Lisa Chronister from Florida on January 05, 2014:

This is awesome! I have to take a Spanish class soon to finish up my degree, and I have been a little terrified of it! You break it down in such an easy fun way that it does not seem so intimidating. Thanks for sharing, I voted up!

Carlo Giovannetti from Puerto Rico on January 05, 2014:

Good hub. As a Native Spanish speaker, I think it's very well written.

Just one note, about your "Interesting Facts" section, when we shorten "Buenos días", we say "Buenas" not "Buenos".

Voted Up, Useful, and Interesting

Susan Zutautas from Ontario, Canada on January 05, 2014:

What a great way to teach us all Spanish! You're going to be doing more of these right???

Kelly Umphenour from St. Louis, MO on January 05, 2014:

Sweet do one of these every day and maybe I can learn me some Spanish! Lol.

GREAT hub and this should get like...HOTD!

Sharon Smith from Northeast Ohio USA on January 04, 2014:

Hola CC! I took Spanish in high school, I think just for a year, many moons ago but I don't remember much. I can do numbers to 10 and when someone says to me "Hola," I confidently (ha) respond Qué tal. Ummm, that's about it. I do remember my name was AnTONia as the teacher would say :)

I bet you are an awesome teacher. Just the way you "teach" here in this article, I can tell you have tons of patience with your students. Voted up and all that and sharing!

Yvonne Spence from UK on January 04, 2014:

Great Hub Cyndi. The video is a great addition since it gives the correct pronunciation. Sometimes reading alone is not enough.

It lmost makes me want to rekindle the Spanish I learned about 5 years ago in Chile. I must have masters all of - maybe 10 words. Buenos días, I remember, and banos. (We learned that one very quickly!)

Kathryn from Windsor, Connecticut on January 04, 2014:

Thanks, Cyndi! One of my resolutions this year is to learn Spanish. I have wanted to for years, but have put it on the back burner.

My new man is Puerto Rican, so it would be really nice to have some kind of comprehension of his native tongue.

I actually saw your YouTube video before I saw this, since I am subscribed to your YouTube videos :) Love it! It is very helpful, since it would be embarrassing to mispronounce these words.
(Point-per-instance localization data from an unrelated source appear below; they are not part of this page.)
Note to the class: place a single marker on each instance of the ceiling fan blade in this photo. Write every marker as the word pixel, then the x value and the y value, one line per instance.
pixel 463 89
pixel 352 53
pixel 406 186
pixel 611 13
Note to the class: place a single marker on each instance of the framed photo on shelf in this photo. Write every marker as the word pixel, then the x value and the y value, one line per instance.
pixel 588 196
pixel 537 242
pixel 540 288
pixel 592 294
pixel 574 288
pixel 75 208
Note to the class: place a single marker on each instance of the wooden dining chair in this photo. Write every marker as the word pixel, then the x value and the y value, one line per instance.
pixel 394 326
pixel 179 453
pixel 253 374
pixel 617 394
Happy new year, and it is so nice to see you here again now.

~ Kathryn

Faith Reaper from southern USA on January 04, 2014:

Hola Cyndi,

Useful hub here and thanks for sharing your knowledge of speaking Spanish. I had four years of French in high school, but I wished I had taken Spanish, as my husband was in the Air Force when we first married and he was stationed down in south Florida in Tampa, and there were a lot of Cuba who spoke Spanish, so maybe I could have used it then. Never did make it to Paris as planned. LOL

Up and more and sharing.

Happy New Year and good to see you writing here again,

Faith Reaper

Cynthia Calhoun (author) from Western NC on January 04, 2014:

Tu parle francais, clark? LOL. You crack me up. ;)

Cynthia Calhoun (author) from Western NC on January 04, 2014:

Rebecca - Ya know, that doesn't surprise me. :) I say that because I've heard that older folks can help stave off dementia by doing crosswords, puzzles and things that otherwise keep the brain active, so that makes sense. Thanks. Great to see you!

clark on January 04, 2014:

damn! I didn't get an A on the quiz!!

(that I do not speak Spanish doesn't quite seem to be excuse enough)

Rebecca Mealey from Northeastern Georgia, USA on January 04, 2014:

They say learning a new language as an adult can stave off dementia. Thanks for the inspiration!

Cynthia Calhoun (author) from Western NC on January 04, 2014:

Audrey - You're right! :) I think it's high time I share all my Spanish teaching stuff. :)

Cynthia Calhoun (author) from Western NC on January 04, 2014:

Oh dear, BB, you CRACK me up. ;) Haha...look you said, "adiós"! See? You learned a word. Now just 10,000 more so you can function. HAHAHA. Take care! Hugs!

Audrey Howitt from California on January 04, 2014:

Oh I love this Cyndi! You should do a whole series of them--funny situations, useful situations---etc

Bill Holland from Olympia, WA on January 04, 2014:

No chance for me lil Sis, but it's great having you back here writing again. I'm sure this will be very helpful for people who aren't 65 years old and brain dead regarding languages. LOL Have a great weekend....Adios!